Mamma di tre figli, è stata vinta da una grave malattia. L’addio di tantissimi nella chiesa di San Gabriele a Colleparco
TERAMO. Ha lottato fino all’ultimo contro la malattia. Con forza e coraggio, come solo le mamme sanno fare. Daniela Lisciani, 47 anni, un marito e tre figli, se n’è andata per sempre lasciando nello sconforto i familiari e tutti coloro che l’hanno conosciuta. A cominciare dai tantissimi colleghi di lavoro. Perché per lei, infermiera da qualche tempo alla centrale operativa dei trasporti del 118 e prima ancora nel reparto di pediatria, il lavoro era la cosa più importante dopo la sua famiglia. Gentile e disponibile con tutti, sempre pronta a dare una mano, era la collega che non dimenticava mai un compleanno, che si accorgeva se c’era qualcosa che non andava. «Era una donna piena di vita», racconta una collega, «era una mamma speciale per i suoi tre figli ed era una collega speciale per noi.

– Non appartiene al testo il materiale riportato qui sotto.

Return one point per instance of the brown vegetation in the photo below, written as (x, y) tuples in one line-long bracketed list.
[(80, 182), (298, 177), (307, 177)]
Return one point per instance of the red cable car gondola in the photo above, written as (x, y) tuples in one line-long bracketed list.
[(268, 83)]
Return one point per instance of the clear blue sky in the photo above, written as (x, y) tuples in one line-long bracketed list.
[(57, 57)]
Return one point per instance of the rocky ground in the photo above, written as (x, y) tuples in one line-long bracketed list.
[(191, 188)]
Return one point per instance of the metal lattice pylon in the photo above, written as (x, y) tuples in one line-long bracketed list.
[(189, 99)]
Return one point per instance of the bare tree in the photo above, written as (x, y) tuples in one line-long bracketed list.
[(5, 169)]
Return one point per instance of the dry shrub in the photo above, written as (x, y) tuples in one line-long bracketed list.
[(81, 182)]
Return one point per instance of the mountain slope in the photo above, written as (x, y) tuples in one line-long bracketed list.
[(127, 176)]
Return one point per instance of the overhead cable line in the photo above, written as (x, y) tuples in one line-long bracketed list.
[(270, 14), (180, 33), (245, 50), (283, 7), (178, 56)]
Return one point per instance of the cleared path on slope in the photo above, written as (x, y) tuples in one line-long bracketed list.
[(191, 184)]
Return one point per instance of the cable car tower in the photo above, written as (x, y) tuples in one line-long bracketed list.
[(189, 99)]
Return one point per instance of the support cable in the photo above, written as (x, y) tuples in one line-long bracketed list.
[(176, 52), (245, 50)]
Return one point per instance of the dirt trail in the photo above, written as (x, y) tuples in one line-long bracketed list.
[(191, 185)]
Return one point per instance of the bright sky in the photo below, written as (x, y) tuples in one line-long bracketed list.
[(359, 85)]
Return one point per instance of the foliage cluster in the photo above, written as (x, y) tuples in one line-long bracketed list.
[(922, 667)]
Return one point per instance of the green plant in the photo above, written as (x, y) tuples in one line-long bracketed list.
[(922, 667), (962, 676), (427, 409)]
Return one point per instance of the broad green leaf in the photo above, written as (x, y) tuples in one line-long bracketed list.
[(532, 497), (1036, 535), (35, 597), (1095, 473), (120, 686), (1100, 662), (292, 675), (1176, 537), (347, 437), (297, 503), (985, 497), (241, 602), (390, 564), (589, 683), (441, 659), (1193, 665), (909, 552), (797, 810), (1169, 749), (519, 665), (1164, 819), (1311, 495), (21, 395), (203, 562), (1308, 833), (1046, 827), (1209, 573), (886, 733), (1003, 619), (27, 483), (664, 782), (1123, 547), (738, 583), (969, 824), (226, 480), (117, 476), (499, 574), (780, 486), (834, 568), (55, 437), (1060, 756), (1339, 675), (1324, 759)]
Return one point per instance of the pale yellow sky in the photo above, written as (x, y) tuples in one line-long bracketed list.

Quando qualche anno fa ha scoperto la malattia ha subito affrontato la sfida con grande ottimismo. Non ha mai perso la speranza di potercela fare e con questo spirito ha affrontato tutte le cure. Fino all’ultimo. Per noi è grande perdita dal punto di vista professionale e umano». Originaria di Notaresco, da tempo si era trasferita a Teramo dove viva con il marito Andrea, anche lui infermieri, e i tre figli. «Come ogni mamma», continua la collega, «era legatissima ai figli che aveva cresciuto con grande senso di responsabilità e tantissimo affetto».
E nella giornata di mercoledì in tantissimi (nel pieno rispetto delle normative anti Covid), a cominciare proprio dai colleghi, hanno partecipato ai funerali che si sono svolti nella chiesa di San Gabriele dell’Addolorata, nel quartiere di Colleparco.(d.p.)